I love the Bitmap Brothers, and especially the Chaos Engine (Z is also up there). I have so many fond childhood memories of being at my friends house in front of his Amiga500 getting our asses kicked with that game.

A while ago, I really dedicated myself to remaking The Chaos Engine as best I could. This would be a lesson in sticking with a project, a little longer then just proving a core concept. It would teach me about making the tools used in creation of a computer game. I learned how to program more complex enemy AI then I was used to. An entire engine was also designed and programmed just for this project. i implemented a simple custom scripting language for the game. All blitting operations and audio mixing was also done by hand too. In essence, this was by a long shot the most ambitious project I had ever taken on. Everything is programmed using fixed point math also, there is not a single float used anywhere in the source code. All of the path finding is done using the A* algorithm. Also all the collision checks are optimized by maintaining a quad tree for the entire level.

Below is a video of the project as it was when I finally moved on to work on something else. I don’t feel at all disappointed at having abandoned this project because so much was learned in the process.

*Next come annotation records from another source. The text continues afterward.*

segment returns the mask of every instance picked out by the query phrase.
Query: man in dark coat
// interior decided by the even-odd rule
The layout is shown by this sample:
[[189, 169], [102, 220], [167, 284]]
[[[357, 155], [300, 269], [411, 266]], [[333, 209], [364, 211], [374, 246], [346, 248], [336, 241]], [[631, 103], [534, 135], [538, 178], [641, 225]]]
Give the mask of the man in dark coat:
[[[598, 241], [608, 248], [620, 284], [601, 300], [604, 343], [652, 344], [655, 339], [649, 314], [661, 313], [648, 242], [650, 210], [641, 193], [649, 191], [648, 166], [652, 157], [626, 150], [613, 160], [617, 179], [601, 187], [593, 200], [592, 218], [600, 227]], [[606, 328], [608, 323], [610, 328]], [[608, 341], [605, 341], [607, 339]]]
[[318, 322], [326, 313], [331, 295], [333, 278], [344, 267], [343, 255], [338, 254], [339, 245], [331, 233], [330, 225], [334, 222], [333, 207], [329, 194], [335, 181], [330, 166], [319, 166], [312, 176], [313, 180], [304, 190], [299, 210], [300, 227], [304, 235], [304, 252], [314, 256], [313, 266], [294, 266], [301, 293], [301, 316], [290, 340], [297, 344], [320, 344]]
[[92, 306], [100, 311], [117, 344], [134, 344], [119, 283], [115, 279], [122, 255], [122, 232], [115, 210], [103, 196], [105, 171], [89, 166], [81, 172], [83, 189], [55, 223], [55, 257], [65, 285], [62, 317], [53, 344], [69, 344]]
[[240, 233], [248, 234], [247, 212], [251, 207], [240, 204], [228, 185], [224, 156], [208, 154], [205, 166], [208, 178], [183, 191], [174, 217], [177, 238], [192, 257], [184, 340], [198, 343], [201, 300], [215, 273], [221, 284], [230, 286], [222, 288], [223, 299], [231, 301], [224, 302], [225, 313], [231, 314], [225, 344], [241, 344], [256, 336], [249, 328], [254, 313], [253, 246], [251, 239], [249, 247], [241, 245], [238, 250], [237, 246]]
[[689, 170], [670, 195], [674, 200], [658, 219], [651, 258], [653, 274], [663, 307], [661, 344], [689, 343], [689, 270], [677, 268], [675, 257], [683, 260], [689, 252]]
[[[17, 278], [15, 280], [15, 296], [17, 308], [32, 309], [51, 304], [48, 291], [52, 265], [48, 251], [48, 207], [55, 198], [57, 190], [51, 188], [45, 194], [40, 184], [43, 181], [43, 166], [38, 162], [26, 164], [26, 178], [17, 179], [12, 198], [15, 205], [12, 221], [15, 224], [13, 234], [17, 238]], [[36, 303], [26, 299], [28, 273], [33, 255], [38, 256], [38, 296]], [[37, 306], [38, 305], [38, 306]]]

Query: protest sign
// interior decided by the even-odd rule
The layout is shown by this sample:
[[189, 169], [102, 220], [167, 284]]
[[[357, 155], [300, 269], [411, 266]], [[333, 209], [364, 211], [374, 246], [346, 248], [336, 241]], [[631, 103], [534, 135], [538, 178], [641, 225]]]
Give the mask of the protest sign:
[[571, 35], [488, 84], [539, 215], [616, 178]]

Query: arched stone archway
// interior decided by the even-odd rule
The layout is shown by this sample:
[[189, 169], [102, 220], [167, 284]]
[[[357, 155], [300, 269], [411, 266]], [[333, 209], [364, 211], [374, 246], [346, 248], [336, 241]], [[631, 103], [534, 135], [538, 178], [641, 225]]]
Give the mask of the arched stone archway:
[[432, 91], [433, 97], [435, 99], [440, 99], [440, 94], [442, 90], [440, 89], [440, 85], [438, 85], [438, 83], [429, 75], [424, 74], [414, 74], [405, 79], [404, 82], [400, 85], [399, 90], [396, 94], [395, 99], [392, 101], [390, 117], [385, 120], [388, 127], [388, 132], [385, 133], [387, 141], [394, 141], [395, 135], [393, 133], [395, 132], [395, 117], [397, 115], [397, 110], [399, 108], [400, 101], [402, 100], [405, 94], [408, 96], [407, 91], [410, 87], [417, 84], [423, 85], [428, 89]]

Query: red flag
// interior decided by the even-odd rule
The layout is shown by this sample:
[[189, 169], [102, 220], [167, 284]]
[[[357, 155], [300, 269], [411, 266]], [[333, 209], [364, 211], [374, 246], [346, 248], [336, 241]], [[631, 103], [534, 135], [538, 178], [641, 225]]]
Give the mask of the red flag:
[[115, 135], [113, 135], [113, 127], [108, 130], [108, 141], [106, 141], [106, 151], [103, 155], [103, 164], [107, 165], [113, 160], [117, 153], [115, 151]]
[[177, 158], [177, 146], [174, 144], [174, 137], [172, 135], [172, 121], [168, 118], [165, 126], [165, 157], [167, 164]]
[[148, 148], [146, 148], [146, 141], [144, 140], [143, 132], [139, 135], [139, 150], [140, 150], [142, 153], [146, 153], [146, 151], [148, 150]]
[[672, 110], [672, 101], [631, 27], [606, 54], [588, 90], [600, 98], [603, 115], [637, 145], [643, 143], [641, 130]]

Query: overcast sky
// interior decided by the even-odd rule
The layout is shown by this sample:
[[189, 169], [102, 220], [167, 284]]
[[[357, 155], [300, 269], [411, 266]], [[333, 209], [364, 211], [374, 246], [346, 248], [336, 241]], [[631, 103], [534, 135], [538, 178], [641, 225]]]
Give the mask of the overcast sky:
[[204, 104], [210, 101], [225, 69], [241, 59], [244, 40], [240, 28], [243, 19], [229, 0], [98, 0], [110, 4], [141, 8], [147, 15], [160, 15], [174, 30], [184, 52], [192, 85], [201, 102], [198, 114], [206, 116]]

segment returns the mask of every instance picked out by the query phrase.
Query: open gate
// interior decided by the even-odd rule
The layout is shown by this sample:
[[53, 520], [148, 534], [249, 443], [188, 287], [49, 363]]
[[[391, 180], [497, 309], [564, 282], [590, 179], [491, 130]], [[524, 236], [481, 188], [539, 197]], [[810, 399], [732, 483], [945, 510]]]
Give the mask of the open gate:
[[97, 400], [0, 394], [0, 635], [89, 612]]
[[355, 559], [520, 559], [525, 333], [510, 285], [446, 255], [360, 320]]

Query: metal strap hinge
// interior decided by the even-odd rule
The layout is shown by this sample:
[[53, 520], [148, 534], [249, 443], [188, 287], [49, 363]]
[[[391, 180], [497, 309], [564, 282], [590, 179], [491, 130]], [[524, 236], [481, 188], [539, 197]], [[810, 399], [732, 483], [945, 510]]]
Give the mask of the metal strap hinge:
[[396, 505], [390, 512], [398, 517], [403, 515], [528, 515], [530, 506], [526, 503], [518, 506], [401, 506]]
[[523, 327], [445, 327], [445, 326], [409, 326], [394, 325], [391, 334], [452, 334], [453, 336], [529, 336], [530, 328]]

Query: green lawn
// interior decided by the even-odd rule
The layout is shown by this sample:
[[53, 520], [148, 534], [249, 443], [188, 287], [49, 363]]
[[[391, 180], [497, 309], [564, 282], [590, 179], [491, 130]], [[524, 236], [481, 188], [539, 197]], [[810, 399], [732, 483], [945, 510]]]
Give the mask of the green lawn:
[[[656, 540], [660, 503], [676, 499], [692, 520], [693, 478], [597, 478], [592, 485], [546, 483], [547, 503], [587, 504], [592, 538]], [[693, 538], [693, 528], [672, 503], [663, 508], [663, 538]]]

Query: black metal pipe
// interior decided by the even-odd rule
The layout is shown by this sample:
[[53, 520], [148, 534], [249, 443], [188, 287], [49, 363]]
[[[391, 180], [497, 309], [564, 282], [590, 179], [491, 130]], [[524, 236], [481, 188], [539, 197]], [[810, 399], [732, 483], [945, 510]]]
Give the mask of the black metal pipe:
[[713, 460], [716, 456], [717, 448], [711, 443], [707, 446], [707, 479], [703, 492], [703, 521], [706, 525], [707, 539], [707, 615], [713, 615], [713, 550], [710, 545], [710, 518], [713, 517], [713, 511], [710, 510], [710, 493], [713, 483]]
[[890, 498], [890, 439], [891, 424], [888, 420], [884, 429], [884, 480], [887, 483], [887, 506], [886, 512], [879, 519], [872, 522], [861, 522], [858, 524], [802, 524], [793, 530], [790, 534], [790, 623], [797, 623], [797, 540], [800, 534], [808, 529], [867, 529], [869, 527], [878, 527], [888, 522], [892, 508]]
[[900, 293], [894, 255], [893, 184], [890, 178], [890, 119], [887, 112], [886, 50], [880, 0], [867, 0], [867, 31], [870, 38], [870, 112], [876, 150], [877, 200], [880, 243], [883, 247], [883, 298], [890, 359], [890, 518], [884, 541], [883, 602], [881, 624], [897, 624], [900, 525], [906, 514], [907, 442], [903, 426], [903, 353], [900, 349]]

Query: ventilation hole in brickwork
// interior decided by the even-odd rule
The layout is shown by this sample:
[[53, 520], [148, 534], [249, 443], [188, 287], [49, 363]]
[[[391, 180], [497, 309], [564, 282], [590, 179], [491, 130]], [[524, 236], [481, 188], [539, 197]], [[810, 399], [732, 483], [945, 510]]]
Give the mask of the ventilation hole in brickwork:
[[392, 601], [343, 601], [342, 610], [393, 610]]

One item of note was the players companion AI. That was a very fun challenge to program since it was critical that he should be actually helpful in the game.

At a basic level this character operates by means of a strange state machine and blackboard hybrid. The player can be in only one state at a time. A state can return naturally to another state if it specifies to do so. A state can also at any time be interrupted by a transition to a state of a greater priority.

Each priority level of this AI has an expert associated with it, thus each frame, each expert is contacted to see if it has a plan for the AI. Then the plan of the highest priority is selected as the active pursuit. For this AI there was 6 priorities listed below, highest first.

  • AVOID (avoid enemies and bullets)
  • ENGAGE (find a good attacking position if not in one)
  • SHOOT (fire at the most convenient enemy we can find)
  • CATCHUP (do not stray too far from the player else follow any path we have)
  • RETHINK (find a new path to our destination)
  • PICKUP (collect any coins and bonuses around us)

As you can see from the video, even in this early stage of implementation it already looks quite intelligent at times. The AI sidekick was the last thing I added to the project, but one of my favorite things I have programmed.

I may re-examine some elements of this project later and explore them in more depth since there were many very common programming problems that I found nice solutions too that I would like to share. Also I think I will release all the source code too at some point in the future, as it may be of use to someone else.